The worldwide market of variable annuities (VAs) has been rapidly growing since their introduction in the mid-1980s in the United States. These fund-linked annuity products, which have become an essential part of the retirement plans in many countries, are often combined with additional living and death benefits. Since they are usually of a complex nature, consistent pricing of variable annuities becomes a difficult task. As there is often a trade-off between a realistic model and analytical tractability, several studies in the literature either focus on closed-form solutions, by simplifying the contract setups and the modeling assumptions, or propose numerical methods for the multi-factor models.

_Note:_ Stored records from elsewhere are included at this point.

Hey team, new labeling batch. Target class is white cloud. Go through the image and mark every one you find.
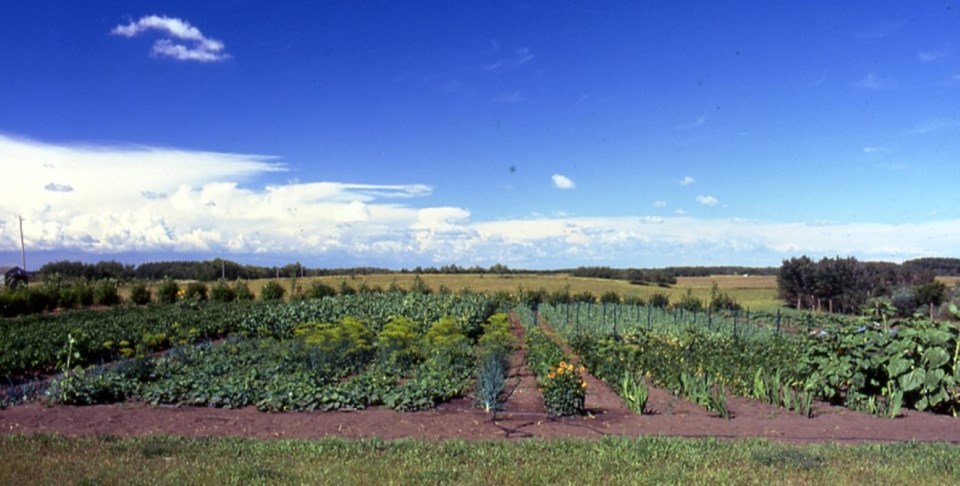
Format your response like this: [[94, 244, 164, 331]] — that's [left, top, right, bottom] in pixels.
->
[[111, 15, 229, 62], [484, 47, 534, 70], [653, 200, 667, 208], [6, 133, 960, 268], [850, 73, 894, 90], [863, 147, 888, 154], [696, 195, 719, 206], [677, 115, 707, 129], [680, 176, 696, 186], [918, 47, 952, 62], [907, 118, 960, 135], [552, 174, 575, 189]]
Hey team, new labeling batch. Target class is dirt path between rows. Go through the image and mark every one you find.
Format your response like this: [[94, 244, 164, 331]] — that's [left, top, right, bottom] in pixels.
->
[[2, 314, 959, 444]]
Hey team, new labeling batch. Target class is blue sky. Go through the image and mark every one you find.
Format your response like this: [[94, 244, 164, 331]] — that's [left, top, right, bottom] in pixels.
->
[[2, 1, 959, 269]]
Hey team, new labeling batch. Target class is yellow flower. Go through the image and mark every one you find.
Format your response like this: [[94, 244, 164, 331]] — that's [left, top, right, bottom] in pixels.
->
[[548, 372, 556, 380], [578, 366, 586, 374], [559, 360, 567, 369], [581, 381, 588, 389]]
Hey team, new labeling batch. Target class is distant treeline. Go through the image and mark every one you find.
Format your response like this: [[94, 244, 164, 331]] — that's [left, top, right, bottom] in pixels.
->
[[35, 259, 779, 284], [777, 256, 959, 314], [568, 265, 778, 286]]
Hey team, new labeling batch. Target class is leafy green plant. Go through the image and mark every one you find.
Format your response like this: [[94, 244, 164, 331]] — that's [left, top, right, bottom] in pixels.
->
[[183, 281, 208, 302], [620, 371, 648, 414]]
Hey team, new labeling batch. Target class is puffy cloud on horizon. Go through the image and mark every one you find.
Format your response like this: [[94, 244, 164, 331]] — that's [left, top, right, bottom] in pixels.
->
[[111, 15, 229, 62], [696, 195, 719, 206], [551, 174, 575, 189], [3, 134, 959, 268]]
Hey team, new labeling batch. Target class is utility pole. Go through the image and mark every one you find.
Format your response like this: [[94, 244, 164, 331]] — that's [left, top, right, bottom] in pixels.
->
[[19, 215, 26, 271]]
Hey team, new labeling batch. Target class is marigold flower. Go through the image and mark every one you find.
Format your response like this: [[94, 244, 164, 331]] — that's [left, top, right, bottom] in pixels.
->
[[559, 360, 567, 368], [581, 381, 588, 389]]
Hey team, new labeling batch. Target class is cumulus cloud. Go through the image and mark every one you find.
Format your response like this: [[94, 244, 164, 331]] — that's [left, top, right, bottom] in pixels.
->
[[696, 195, 719, 206], [680, 176, 696, 186], [5, 133, 960, 268], [552, 174, 575, 189], [653, 200, 667, 208], [111, 15, 229, 62]]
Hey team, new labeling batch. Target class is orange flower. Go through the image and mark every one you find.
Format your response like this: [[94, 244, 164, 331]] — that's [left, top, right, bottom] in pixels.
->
[[581, 380, 588, 389]]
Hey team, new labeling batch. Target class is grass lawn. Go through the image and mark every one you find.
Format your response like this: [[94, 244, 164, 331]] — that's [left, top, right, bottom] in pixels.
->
[[1, 435, 956, 485]]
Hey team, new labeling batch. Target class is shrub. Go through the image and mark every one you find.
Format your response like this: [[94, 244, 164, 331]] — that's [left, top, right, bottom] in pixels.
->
[[129, 282, 152, 305], [93, 279, 121, 306], [157, 279, 179, 305], [308, 281, 336, 299], [338, 279, 356, 296], [260, 280, 286, 301], [209, 280, 235, 303], [183, 281, 208, 302], [649, 292, 670, 308], [233, 280, 254, 301]]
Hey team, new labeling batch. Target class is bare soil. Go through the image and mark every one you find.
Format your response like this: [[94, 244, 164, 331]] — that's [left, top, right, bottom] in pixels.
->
[[2, 317, 959, 444]]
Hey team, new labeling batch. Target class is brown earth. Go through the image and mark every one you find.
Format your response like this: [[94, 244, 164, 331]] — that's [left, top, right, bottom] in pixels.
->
[[2, 317, 959, 444]]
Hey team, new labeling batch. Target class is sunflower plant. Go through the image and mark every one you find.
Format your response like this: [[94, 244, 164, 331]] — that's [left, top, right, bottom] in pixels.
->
[[541, 360, 587, 416]]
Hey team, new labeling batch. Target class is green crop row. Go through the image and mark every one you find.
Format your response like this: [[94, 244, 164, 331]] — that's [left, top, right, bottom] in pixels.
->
[[541, 303, 960, 417], [515, 306, 587, 416], [1, 292, 497, 383]]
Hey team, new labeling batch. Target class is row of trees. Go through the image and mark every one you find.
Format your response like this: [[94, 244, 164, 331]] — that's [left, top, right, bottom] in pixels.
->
[[777, 256, 948, 314]]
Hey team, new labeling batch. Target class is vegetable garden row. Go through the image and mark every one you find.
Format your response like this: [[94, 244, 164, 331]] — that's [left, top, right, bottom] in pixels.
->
[[3, 294, 959, 422], [534, 302, 960, 418]]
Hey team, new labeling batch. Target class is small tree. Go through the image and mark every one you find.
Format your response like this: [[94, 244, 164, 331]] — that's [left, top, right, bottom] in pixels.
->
[[129, 282, 152, 305], [261, 280, 286, 301], [157, 278, 179, 305], [184, 281, 208, 302], [233, 280, 255, 301]]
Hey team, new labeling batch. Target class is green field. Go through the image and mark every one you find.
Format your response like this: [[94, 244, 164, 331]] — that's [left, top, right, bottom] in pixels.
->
[[1, 435, 957, 485]]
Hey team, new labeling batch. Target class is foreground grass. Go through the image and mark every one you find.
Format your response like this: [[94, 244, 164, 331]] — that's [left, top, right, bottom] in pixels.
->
[[1, 435, 957, 485]]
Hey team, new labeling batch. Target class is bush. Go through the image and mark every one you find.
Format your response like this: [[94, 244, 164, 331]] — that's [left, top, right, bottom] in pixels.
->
[[93, 279, 121, 306], [308, 281, 336, 299], [260, 280, 286, 301], [649, 292, 670, 308], [183, 281, 208, 302], [209, 280, 235, 303], [233, 280, 255, 301], [157, 279, 179, 305], [129, 282, 152, 305]]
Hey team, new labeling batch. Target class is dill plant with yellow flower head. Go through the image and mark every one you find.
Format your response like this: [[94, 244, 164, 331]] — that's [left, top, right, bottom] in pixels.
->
[[541, 360, 587, 416]]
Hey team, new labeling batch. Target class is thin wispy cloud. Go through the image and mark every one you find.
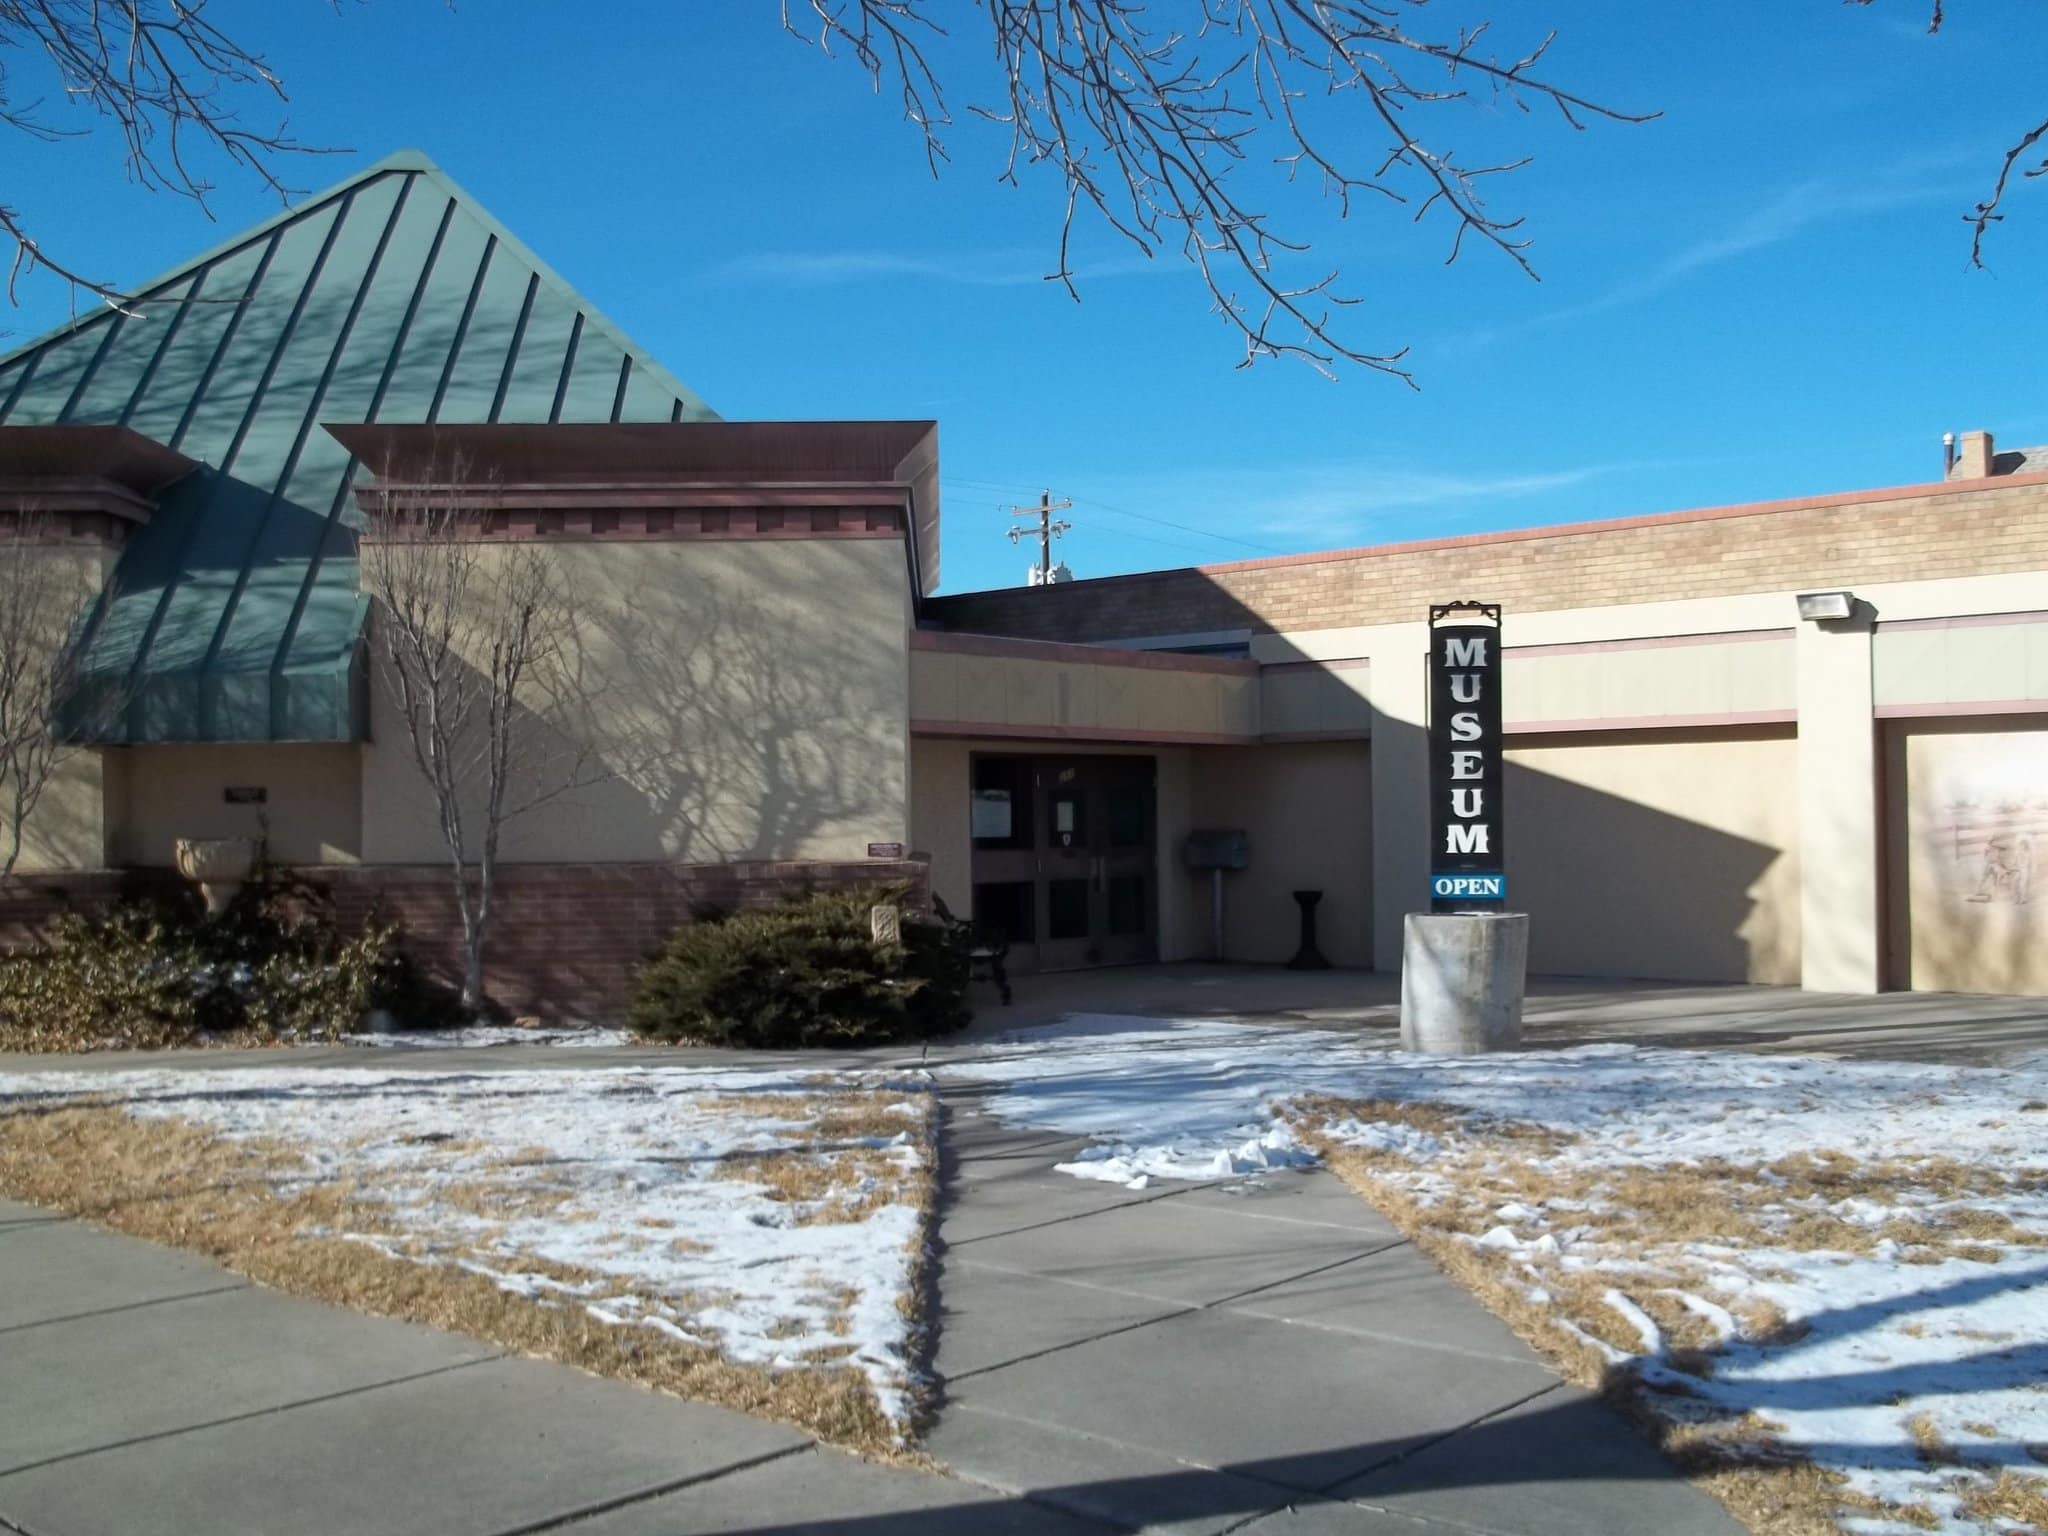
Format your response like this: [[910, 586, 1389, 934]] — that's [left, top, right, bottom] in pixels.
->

This work aims to fill this gap by showing how the explicit representations for prices of some of the VA products can be derived in a hybrid model for insurance and market risks.

Thursday Sept. 6
5:00 p.m.

Lane Hughston (University College London)
Signal Processing with Lévy Information

Lévy processes, which have stationary independent increments, are ideal for modelling the various types of noise that can arise in communication channels. If a Lévy process admits exponential moments, then there exists a parametric family of measure changes called Esscher transformations. If the parameter is replaced with an independent random variable, the true value of which represents a “message”, then under the transformed measure the original Lévy process takes on the character of an “information process”. In this paper we develop a theory of such Lévy information processes. The underlying Lévy process, which we call the fiducial process, represents the “noise type”. Each such noise type is capable of carrying a message of a certain specification. A number of examples are worked out in detail, including information processes of the Brownian, Poisson, gamma, variance gamma, negative binomial, inverse Gaussian, and normal inverse Gaussian type. Although in general there is no additive decomposition of information into signal and noise, one is led nevertheless for each noise type to a well-defined scheme for signal detection and enhancement relevant to a variety of practical situations. In this presentation we also consider applications to the theory of finance. (Joint work with Dorje C. Brody, Brunel University, and Xun Yang, Imperial College London. The paper can be found at: arxiv.org/abs/1207.4028v1)